Coeur d’Alene resident Jerald O’Brien, who has a large swastika tattoo on his scalp, is one of the leaders of the white supremacist group and said he expects membership to grow because of the election of President Barack Obama.
He told The Spokesman-Review newspaper that the president is the “greatest recruiting tool ever.”
Residents of a Coeur d’Alene subdivision found recruitment fliers on their lawns Friday and O’Brien said more fliers will be distributed. He said the group has “several handfuls” of members in the city.
The fliers show a young girl asking her father “Why did those dark men take mommy away?”
But many in the region reject the group.
“I saw Aryan Nations and put it in the trash,” said Garvin Jones. “What’s wrong with these people? Give me a break.
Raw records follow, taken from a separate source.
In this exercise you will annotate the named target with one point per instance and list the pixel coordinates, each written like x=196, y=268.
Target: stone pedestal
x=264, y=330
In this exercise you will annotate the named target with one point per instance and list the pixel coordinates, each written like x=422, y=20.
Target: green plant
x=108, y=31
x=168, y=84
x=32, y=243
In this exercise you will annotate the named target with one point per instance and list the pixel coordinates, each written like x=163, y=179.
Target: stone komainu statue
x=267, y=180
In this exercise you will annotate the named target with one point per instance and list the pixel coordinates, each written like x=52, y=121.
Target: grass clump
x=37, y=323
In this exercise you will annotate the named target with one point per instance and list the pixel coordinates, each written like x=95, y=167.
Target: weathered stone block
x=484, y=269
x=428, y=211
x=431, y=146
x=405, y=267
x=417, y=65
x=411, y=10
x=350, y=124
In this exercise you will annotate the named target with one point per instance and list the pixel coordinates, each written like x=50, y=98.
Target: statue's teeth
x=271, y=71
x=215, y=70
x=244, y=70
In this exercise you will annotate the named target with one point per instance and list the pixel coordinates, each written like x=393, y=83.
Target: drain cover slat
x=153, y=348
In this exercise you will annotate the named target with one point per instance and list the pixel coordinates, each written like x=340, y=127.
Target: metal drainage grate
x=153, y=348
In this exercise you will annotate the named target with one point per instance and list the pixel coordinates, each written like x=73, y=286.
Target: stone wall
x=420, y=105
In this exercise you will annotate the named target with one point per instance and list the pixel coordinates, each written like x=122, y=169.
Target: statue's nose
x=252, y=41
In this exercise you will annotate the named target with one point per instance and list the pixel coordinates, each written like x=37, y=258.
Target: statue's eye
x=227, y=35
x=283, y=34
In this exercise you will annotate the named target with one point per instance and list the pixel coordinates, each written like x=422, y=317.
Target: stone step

I bet if you went back in their family history, not one is 100 percent white.”
The newspaper reported that most people interviewed about the fliers declined to be identified for fear of retribution.
The Aryan Nations had a compound in northern Idaho until 2000, when the group lost a $6.3 million civil judgment in favor of two people who sued after being attacked by Aryan Nations’ members.
The Kootenai County Task Force on Human Relations has fought the Aryan Nations for decades and is offering its services to anyone threatened or harassed by the group.
“It’s bound to be a small group of people trying once again to bring hate into the community,” said Tony Stewart, a spokesman for the task force. “They don’t have anywhere to operate from except a post office box.”
O’Brien said he regularly flies two white supremacist flags outside his home on the east side of the city.
The newspaper reported that its files show O’Brien marching in a neo-Nazi parade in Coeur d’Alene in July 2004 and joining in a skinhead rally that drew eight people outside the Spokane County courthouse in Spokane, Wash., in June 2007.
O’Brien said he and Michael Lombard have taken over the group following longtime leader Richard Butler, who died in 2004.
The fliers are signed “Aryan Nations, Church of Jesus Christ Christian.” O’Brien and Lombard are listed on the group’s Web site as “pastors.”
At least two residents who received the fliers called the Coeur d’Alene Police Department. Sgt. Christie Wood said no investigation is planned because distribution of fliers is protected free speech.